The UNSW-EC0 Cubesat

Attitude Determination and Control (ADC)

The attitude of the cubesat needs to accurately controlled to satisfy experiment requirement. The ADC algorithm for the UNSW EC0 cubesat is developed here at UNSW by the team led by Benjamin Southwell.

 

Flight Software

The cubesat cannot always maintain radio contact with ground station to operate its subsystems and payloads. For example, the flight software has the intelligence to determine whether to execute an experiment when there is sufficient battery left, or to abort experiment execution and revert to safe mode in low battery situations. This is developed by a team led by John Chung Lam

 

Assembly and Integration

Individual subsystems of the cubesat are made, modified and assembled for testing at the UNSW ACSER lab.

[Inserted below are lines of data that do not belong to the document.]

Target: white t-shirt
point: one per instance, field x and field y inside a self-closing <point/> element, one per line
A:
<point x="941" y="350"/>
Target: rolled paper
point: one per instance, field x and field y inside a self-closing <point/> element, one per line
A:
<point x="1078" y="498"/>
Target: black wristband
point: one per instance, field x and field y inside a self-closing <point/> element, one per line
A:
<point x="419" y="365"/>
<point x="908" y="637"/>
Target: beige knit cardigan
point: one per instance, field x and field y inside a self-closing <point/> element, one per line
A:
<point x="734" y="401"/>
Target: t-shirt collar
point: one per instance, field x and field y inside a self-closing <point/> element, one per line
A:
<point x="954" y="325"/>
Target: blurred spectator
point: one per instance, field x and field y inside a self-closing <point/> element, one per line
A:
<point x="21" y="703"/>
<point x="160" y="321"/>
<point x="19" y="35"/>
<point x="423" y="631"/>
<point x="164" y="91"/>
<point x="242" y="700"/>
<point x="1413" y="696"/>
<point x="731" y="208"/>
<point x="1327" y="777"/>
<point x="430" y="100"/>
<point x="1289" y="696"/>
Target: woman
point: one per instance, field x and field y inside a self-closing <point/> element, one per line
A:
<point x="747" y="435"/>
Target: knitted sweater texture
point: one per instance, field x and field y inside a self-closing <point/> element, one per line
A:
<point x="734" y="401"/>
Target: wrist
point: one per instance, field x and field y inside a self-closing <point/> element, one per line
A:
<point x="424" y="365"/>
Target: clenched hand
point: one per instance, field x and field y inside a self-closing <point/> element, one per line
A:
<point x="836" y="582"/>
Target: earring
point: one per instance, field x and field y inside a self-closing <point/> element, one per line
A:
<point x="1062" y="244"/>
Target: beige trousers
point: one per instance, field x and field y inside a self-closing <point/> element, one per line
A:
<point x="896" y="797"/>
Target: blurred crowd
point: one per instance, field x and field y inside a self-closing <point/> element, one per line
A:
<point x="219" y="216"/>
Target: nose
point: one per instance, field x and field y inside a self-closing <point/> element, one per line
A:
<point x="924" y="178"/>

Hardware-in-the-loop Testing

The cubesat has to undergo multiple development iterations of structural and electrical integration to achieve perfect compatibility between subsystems.

 

Thermal Vacuum Testing

Space is a very harsh and unforgiving environment, with large temperatures variations and vacuum that can deform structures and hardware. The uNSW-EC0 has undergone 4 days of Thermal-Vacuum Testing that simulates the conditions of space and passed all criteria necessary for it to be proven space-worthy.  

 

Vibration Testing

Vibration testing of the cubesat emulates the lift-off conditions that the satellite's hardware will have to survive. The UNSW-EC0 cubesat has passed all cubesat vibration standard.